Abram and Lot had both prospered so much in Egypt that Abram suggested that they should split up, rather than stay together and witness their herdsmen continue to fight over limited grazing lands. Also there were dangerous peoples living close by to where they were, and so it would have been dangerous for Abram and Lot to be in conflict whilst the Canaanites (descendants of Ham) and Perizzites (possibly meaning, ‘country dwellers’) were about. Lot was given first choice and he went towards the lush valleys beside the cities of Sodom and Gomorrah. What Lot probably did not know until he had moved there, was just how wicked the men of Sodom and Gomorrah were. When we give preference to others over ourselves the Lord often honours our selflessness with rewards that our natural senses are unable to foresee.
As soon as Lot was out of sight the Lord spoke to Abram and told him to take a good look in every direction since all this land would be for him and his descendants.
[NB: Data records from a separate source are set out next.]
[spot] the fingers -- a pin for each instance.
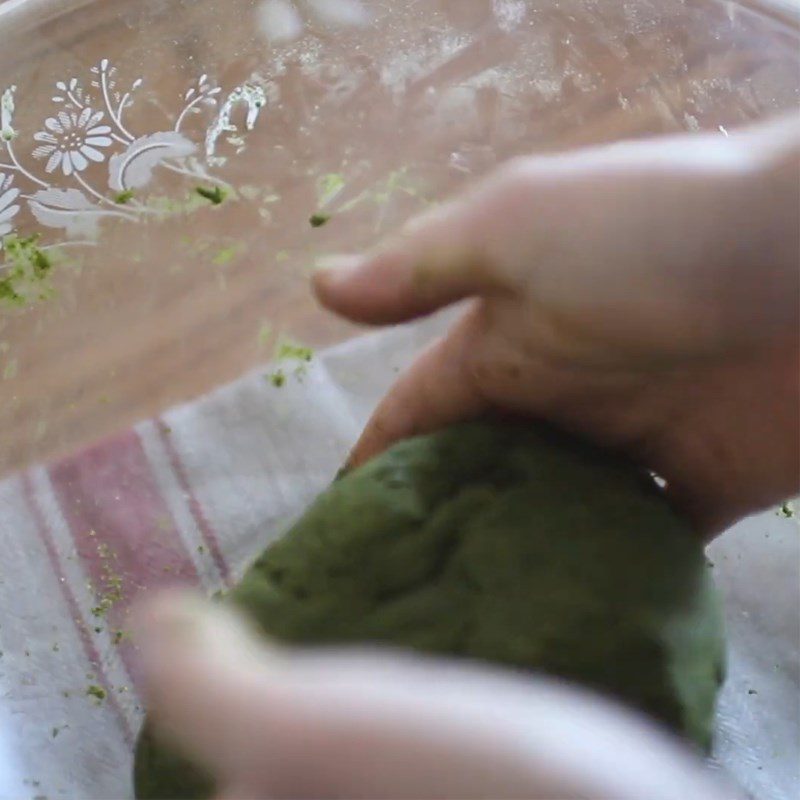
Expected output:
(203, 669)
(438, 259)
(438, 389)
(357, 725)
The Lord said that Abram’s descendants, presently just Isaac and an estranged Ishmael, would be like the dust of the earth, way too many to number. (This passage has parallels to Isaiah chapter 6 where Isaiah was in close company with the king Uzziah, and it was not until Uzziah died that the Lord chose to grant Isaiah a deeper revelation of Himself and His call on Isaiah.)
Abram moved south to ancient Hebron (just south of Jerusalem) where he again first built an altar to the Lord.
Lord grant us wisdom to make our worship of You and the pursuit of Your blessing our highest priorities.